Since human religion puts itself in God’s place, it cannot tolerate when God or His true representatives show themselves.  The exposure of its charade, its counterfeiting, and its hypocrisy cannot be countenanced or it will lose all the control, self-worship, and parasitic preservation secured by its ruse.  So called “clergy” are certainly to blame as perpetrators of the power structure of human religion, the façade which keeps people from entering the kingdom because it poses as the gate (Matt. 23:13).  But human religion can’t exist without a laity which can be appealed to by leaders who justify the rule of self, the religion of the stomach, and their enmity with the cross of Christ (Php. 3:18, 19).  To these and to all Jesus says, “If anyone would come after me, let him deny himself, take up his cross daily, and follow me.  For whoever wants to save his life will lose it, but whoever loses his life for me will save it” (Luke 9:23, 24). 
            We cannot serve Christ and human religion.  We must choose.  While Christ and human religion coexist (not only in churches but in ourselves) they will be drawn inexorably into conflict, and we will be on one side or the other—laying our lives down in Christ’s image or thinking we offer service to God even as we attack those who are His flesh and blood (1 John 3:11-16; John 16:2). 

“[F]or Satan himself masquerades as an angel of light.  It is not surprising, then, if his servants masquerade as servants of righteousness” (2 Cor. 11:14, 15). 
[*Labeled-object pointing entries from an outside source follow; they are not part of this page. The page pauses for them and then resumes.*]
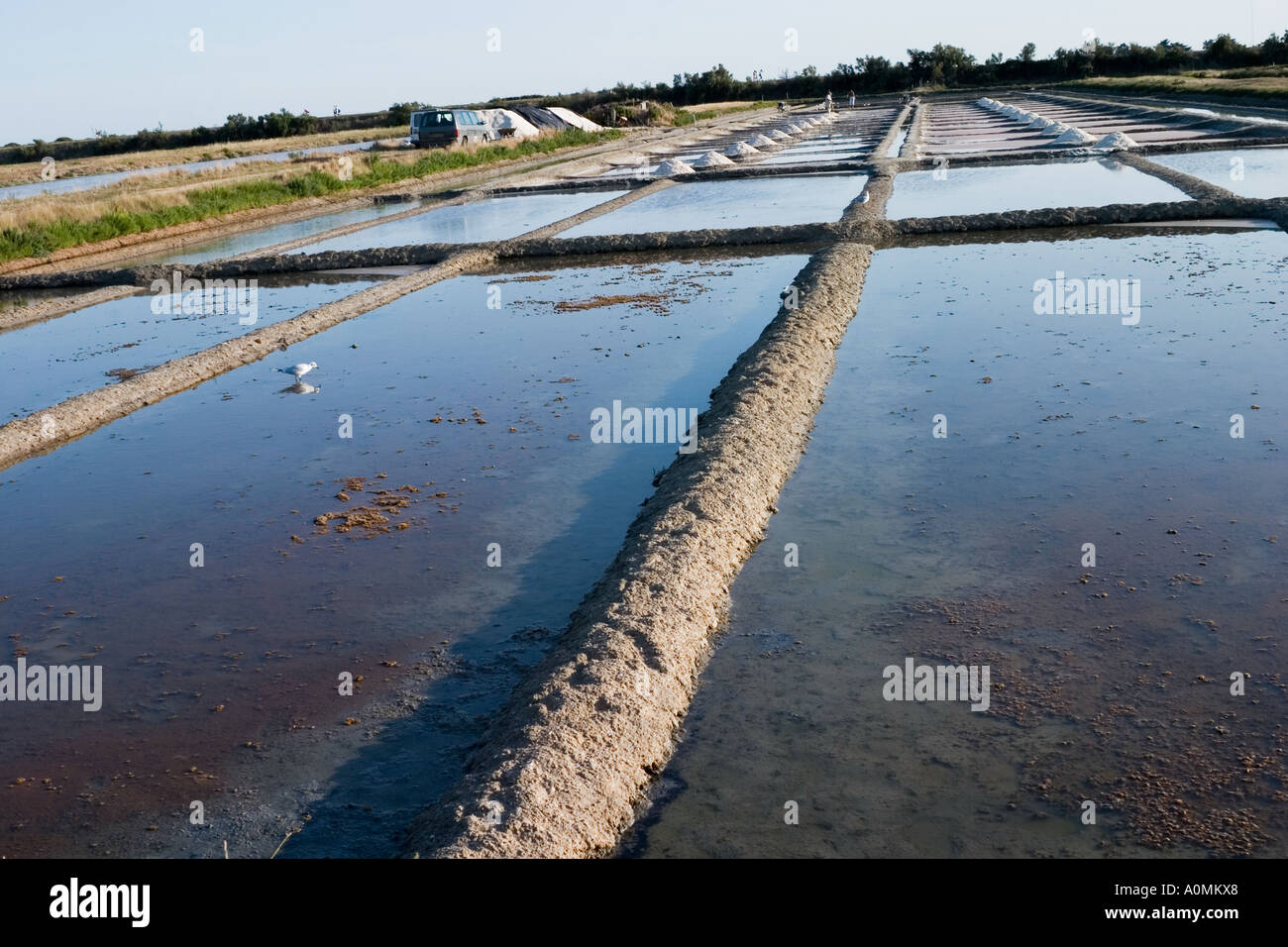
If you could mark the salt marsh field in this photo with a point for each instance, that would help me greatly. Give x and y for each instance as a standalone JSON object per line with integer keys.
{"x": 344, "y": 579}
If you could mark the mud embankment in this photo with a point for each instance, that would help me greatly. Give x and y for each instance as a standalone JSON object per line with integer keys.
{"x": 44, "y": 431}
{"x": 574, "y": 751}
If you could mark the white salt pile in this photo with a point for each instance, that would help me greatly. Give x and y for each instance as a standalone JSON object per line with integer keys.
{"x": 712, "y": 158}
{"x": 576, "y": 120}
{"x": 1074, "y": 137}
{"x": 673, "y": 166}
{"x": 509, "y": 124}
{"x": 1116, "y": 141}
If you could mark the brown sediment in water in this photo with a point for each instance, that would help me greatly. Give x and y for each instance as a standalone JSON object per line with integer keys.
{"x": 1150, "y": 735}
{"x": 655, "y": 302}
{"x": 373, "y": 517}
{"x": 575, "y": 750}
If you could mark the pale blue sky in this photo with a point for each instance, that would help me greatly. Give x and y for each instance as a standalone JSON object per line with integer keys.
{"x": 80, "y": 64}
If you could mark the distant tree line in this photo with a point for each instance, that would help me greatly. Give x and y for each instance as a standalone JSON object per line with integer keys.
{"x": 237, "y": 128}
{"x": 943, "y": 65}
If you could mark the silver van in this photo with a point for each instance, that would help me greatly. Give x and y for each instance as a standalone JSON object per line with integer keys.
{"x": 439, "y": 128}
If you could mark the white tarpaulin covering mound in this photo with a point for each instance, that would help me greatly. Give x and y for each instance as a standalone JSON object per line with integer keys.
{"x": 576, "y": 120}
{"x": 673, "y": 166}
{"x": 509, "y": 124}
{"x": 1074, "y": 137}
{"x": 1116, "y": 141}
{"x": 712, "y": 158}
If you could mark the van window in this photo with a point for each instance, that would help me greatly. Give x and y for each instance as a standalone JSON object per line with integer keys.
{"x": 432, "y": 119}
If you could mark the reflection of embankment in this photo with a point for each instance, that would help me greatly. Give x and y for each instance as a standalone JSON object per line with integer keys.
{"x": 572, "y": 754}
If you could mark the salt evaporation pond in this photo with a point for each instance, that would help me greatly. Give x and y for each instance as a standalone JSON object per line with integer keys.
{"x": 725, "y": 204}
{"x": 1245, "y": 171}
{"x": 47, "y": 363}
{"x": 239, "y": 244}
{"x": 215, "y": 677}
{"x": 88, "y": 182}
{"x": 1024, "y": 187}
{"x": 494, "y": 218}
{"x": 1060, "y": 431}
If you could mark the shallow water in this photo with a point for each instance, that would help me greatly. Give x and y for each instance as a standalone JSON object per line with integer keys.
{"x": 1245, "y": 171}
{"x": 1060, "y": 431}
{"x": 494, "y": 218}
{"x": 51, "y": 361}
{"x": 59, "y": 185}
{"x": 1022, "y": 187}
{"x": 200, "y": 252}
{"x": 724, "y": 204}
{"x": 209, "y": 672}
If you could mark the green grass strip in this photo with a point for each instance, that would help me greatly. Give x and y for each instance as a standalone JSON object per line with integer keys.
{"x": 42, "y": 240}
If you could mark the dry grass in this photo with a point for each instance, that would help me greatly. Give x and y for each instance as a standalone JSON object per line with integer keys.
{"x": 150, "y": 192}
{"x": 137, "y": 159}
{"x": 1241, "y": 82}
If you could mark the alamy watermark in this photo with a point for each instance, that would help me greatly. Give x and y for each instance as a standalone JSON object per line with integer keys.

            The first murder was religiously motivated.  Cain offered God the best fruit his talents and effort could produce.  God rejected his offering but accepted Abel’s—an animal from his flock.  John tells us Cain murdered Abel because “his own actions were evil and his brother’s were righteous” (1 John 3:12).  The counterfeiter couldn’t tolerate the existence of the real.  Cain and Abel demonstrate one of the basic differences between human religion and Christ.  Cain’s “gospel” is that of human religion: work hard for God and give Him your best.  Abel had nothing of himself to offer.  Instead, he offered another life from his flock, which God accepted.  Cain says it’s about being good enough.  Abel says someone else must die for us.  Human religion heaps burdens on men which it won’t lift a finger to carry itself (Matt. 23:4).  Christ, who lays down His life for us, says, “Come to me, all you who are weary and burdened, and I will give you rest” (Matt. 11:28).